The Australian Institute for Social Research Presents
After the Reviews: Building Innovative Capability in Organisations with Roy Green
Summary
With the reviews of the national innovation system, cooperative research centres, autos, and the textile, clothing and footwear industries published, what next? Assuming that many of the recommendations will be adopted by the federal government, policy success will be judged by the translation of agreed national innovation objectives into action at the level of firms and organisations, addressing the challenges of both productivity growth and social inclusion in an increasingly knowledge-based economy. It is argued that this in turn will depend not just on the institutional framework of innovation but also on the development of 'innovative capability' by management and workforces both in organisations themselves and in the broader networks and value chains which provide new opportunities for achieving competitive advantage in global markets.
Speaker details: Roy Green is currently Dean and Professor of Management at the Macquarie Graduate School of Management. He took his undergraduate degrees at the University of Adelaide and a PhD in economics at the University of Cambridge, where he was a Research Fellow during the 1980s, and worked subsequently in universities and government in Australia, the UK and Ireland.
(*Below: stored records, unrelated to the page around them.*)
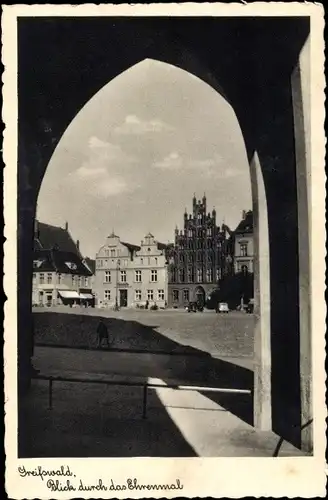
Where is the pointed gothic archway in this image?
[18,18,311,452]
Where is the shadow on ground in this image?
[19,312,253,458]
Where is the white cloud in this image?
[70,137,138,197]
[154,152,183,170]
[115,115,174,135]
[153,152,240,179]
[94,176,129,197]
[76,165,107,178]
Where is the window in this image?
[65,260,78,271]
[136,270,141,283]
[150,269,157,283]
[206,269,213,283]
[240,243,247,257]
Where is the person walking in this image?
[97,318,109,349]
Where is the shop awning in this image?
[80,293,93,299]
[58,290,80,299]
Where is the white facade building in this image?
[93,233,168,308]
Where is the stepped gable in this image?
[235,210,253,234]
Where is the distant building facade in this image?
[32,220,93,306]
[234,210,254,273]
[94,233,168,308]
[167,195,232,307]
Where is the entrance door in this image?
[196,286,205,307]
[120,290,128,307]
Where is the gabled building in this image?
[94,233,168,308]
[32,220,94,306]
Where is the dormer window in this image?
[33,259,45,269]
[65,262,77,271]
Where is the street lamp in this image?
[114,259,120,311]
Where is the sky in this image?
[37,59,252,258]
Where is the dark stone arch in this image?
[18,17,309,452]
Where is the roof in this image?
[34,221,82,257]
[121,241,141,252]
[234,210,254,234]
[33,250,93,276]
[84,257,96,274]
[157,241,173,250]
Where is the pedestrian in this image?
[97,318,109,348]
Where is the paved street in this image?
[34,308,254,359]
[20,309,308,457]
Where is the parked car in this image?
[186,302,204,312]
[216,302,229,313]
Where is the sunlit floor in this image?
[19,349,302,457]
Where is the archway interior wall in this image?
[291,33,313,452]
[19,20,308,450]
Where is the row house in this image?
[32,221,94,306]
[234,210,254,273]
[94,233,168,308]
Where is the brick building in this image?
[167,195,232,307]
[94,233,168,308]
[234,210,254,273]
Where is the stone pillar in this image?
[292,38,312,452]
[250,152,272,430]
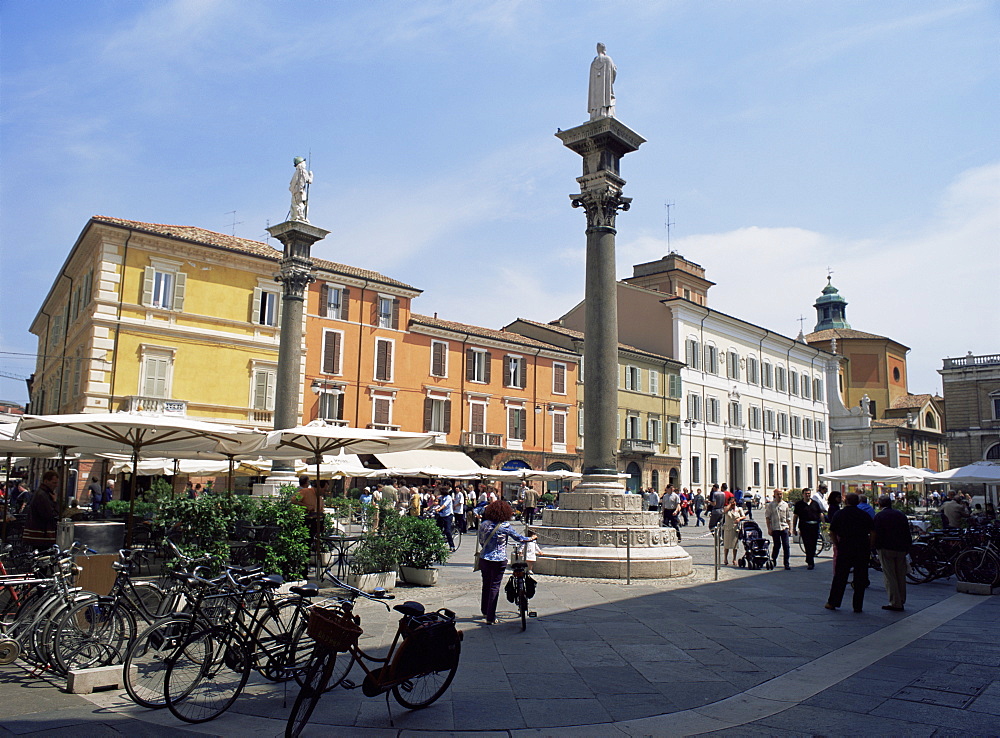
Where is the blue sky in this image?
[0,0,1000,401]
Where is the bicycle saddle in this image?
[392,600,424,618]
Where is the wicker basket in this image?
[308,607,362,651]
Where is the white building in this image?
[562,254,837,489]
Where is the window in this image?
[503,354,526,389]
[729,401,743,428]
[625,366,642,392]
[424,397,451,433]
[375,295,399,329]
[431,341,448,377]
[684,338,701,369]
[507,407,528,441]
[322,330,344,374]
[142,259,187,310]
[319,284,351,320]
[552,410,566,446]
[250,287,281,326]
[760,361,774,389]
[705,397,722,425]
[465,349,490,384]
[705,346,719,374]
[375,338,392,382]
[139,346,174,399]
[250,368,277,412]
[317,391,344,420]
[552,362,566,395]
[688,392,701,420]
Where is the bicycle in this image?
[285,576,462,738]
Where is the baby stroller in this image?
[737,520,774,569]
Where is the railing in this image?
[944,354,1000,369]
[462,431,503,448]
[621,438,656,454]
[124,395,187,415]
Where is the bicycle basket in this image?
[392,612,462,680]
[308,607,362,651]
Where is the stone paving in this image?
[0,527,1000,736]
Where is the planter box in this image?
[347,571,396,594]
[399,566,438,587]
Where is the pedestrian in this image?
[21,469,59,548]
[660,484,681,543]
[824,492,875,612]
[722,500,746,566]
[792,489,823,569]
[693,487,705,528]
[875,495,913,612]
[478,500,538,625]
[764,489,792,569]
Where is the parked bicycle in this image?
[285,572,462,737]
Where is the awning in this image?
[373,449,482,473]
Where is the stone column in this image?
[534,117,691,579]
[267,220,329,482]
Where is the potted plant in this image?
[399,516,449,587]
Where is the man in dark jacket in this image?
[825,492,875,612]
[875,495,913,612]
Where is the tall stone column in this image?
[267,220,329,482]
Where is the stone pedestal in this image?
[532,476,691,579]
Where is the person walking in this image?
[875,495,913,612]
[792,489,823,569]
[478,500,538,625]
[764,489,792,569]
[824,492,875,612]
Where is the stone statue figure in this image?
[288,156,312,223]
[587,44,618,120]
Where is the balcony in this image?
[462,431,503,448]
[621,438,656,455]
[123,395,187,416]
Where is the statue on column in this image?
[288,156,312,223]
[587,44,618,120]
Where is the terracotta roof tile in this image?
[91,215,420,292]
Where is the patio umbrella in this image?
[17,413,267,546]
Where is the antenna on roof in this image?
[663,202,674,254]
[223,210,243,236]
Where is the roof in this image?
[410,313,566,352]
[91,215,420,292]
[508,318,683,365]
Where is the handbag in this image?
[472,523,502,571]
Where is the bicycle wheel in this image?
[392,643,462,710]
[955,548,1000,587]
[164,625,251,723]
[124,615,194,709]
[285,646,337,738]
[52,600,135,673]
[253,598,315,682]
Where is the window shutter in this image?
[424,397,434,433]
[142,267,156,307]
Back in Australia since early 2006, Professor Green is an executive member of the Australian Business Deans Council and a board member of the Society for Knowledge Economics, NSW manufacturing Council, South Australian Training and Skills Commission and Public Sector Management Commission, and he was lead author of the Business Council of Australia's report, `New Pathways to Prosperity: An Innovation Framework for Australia'.
Most recently, he was appointed by the Federal Minister for Innovation, Industry, Science and Research to review the Textiles, Clothing and Footwear industries and to participate in the review of Australia's National Innovation System. He was also appointed by the Minister to chair the board of the Innovative Regions Centre, with five locations around Australia, as part of the Federal Government's Enterprise Connect initiative.